Ojj matka natura pięknymi paznokciami to mnie niestety nie obdarzyła.
Sama też im nie pomagałam, obgryzając je przez naście lat. Teraz już z obgryzaniem się uporałam, ale paznokcie są kruche, łamliwe, mają nieregularne kształty. Płytka paznokcia jest krótka.
Wypróbowałam już w swoim życiu MULTUM odżywek. Tańsze, droższe, w ramach eksperymentów i te pewniaki. Dla mnie pewniakami się nie okazały.
Problem też tkwi w tym, że mając krótką płytkę paznokcia wiecznie coś pod nią włazi, a naturalnym odruchem jest dłubanie i gmyranie pod paznokciem. Więc niniejszym za pierwszy cel stawiam sobie zostawienie paznokci w spokoju!
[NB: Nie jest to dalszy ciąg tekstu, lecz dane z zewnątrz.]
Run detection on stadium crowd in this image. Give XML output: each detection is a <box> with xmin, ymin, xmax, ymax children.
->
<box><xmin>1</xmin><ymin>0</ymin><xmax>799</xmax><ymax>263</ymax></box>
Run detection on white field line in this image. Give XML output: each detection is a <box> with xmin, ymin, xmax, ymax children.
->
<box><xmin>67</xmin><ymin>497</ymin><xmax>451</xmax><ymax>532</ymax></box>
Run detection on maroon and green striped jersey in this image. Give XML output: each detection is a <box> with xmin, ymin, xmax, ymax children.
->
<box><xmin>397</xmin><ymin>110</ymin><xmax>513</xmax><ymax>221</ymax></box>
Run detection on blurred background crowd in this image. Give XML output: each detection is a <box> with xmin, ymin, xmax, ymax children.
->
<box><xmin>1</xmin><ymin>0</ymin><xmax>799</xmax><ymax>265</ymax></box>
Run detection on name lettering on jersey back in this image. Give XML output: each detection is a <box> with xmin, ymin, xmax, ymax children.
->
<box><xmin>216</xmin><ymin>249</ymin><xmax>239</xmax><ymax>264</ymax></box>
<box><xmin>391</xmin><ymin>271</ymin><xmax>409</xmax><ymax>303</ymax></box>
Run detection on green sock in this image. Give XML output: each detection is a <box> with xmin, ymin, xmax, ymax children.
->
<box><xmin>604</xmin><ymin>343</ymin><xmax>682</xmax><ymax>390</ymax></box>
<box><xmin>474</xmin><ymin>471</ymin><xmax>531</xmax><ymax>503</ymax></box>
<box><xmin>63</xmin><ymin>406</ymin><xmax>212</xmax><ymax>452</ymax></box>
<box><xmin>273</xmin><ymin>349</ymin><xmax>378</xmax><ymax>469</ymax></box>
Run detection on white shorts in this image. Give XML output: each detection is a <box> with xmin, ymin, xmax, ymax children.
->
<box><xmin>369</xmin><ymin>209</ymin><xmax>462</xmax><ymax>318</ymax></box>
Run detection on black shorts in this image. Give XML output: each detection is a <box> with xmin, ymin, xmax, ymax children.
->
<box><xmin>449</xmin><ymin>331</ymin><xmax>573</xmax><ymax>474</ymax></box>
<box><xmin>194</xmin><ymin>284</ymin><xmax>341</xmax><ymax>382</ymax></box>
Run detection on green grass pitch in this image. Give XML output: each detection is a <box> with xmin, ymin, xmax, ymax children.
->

A po drugie, zaczynam olejowanie, którym zajawiłam się dzięki wątkowi na Wizażu. Kto jeszcze nie słyszał może poczytać:
cz. 1 http://wizaz.pl/forum/showthread.php?t=687679
cz. 2 http://wizaz.pl/forum/showthread.php?t=768465
Dziewczyny osiągają genialne efekty. Może i mnie się uda?
Czym będę olejować?
1) olejek do masażu Alterra - migdał i papaja (dostępny tylko w Rossmannie - cena ok. 17 zł)
2) Olejek dla kobiet ciężarnych Babydream fur Mama (Rossmann, 13 zł)
3) Gal, odżywka keratynowa w kapsułkach twist off (apteka, ok. 9 zł)
Wszystkie mają bardzo dobre składy!
Powyższe pomieszałam w proporcjach przypadkowych (2 kapsułki Gal, pół na pół Babydream i Alterra) i wlałam do buteleczki z pipetką, po odżywce Pierre Rene.
Planuję olejować pomalowane paznokcie (odżywką bądź lakierem bezbarwnym), gdyż moje paznokcie potrzebują dodatkowej ochrony mechanicznej. Olejować będę zarówno pod płytkę paznokieć, z nadzieją na pojawienie się przyrostu oraz macierz, na czym mam nadzieję zyskają również skórki.
Mam nadzieję, że za parę tygodni/miesięcy będę miała się czym pochwalić. Tymczasem skromnie, ze wstydem, na końcu notki moje niechlubne kikuty ;-)
może ktoś chce dołączyć do olejowania ze mną od dziś?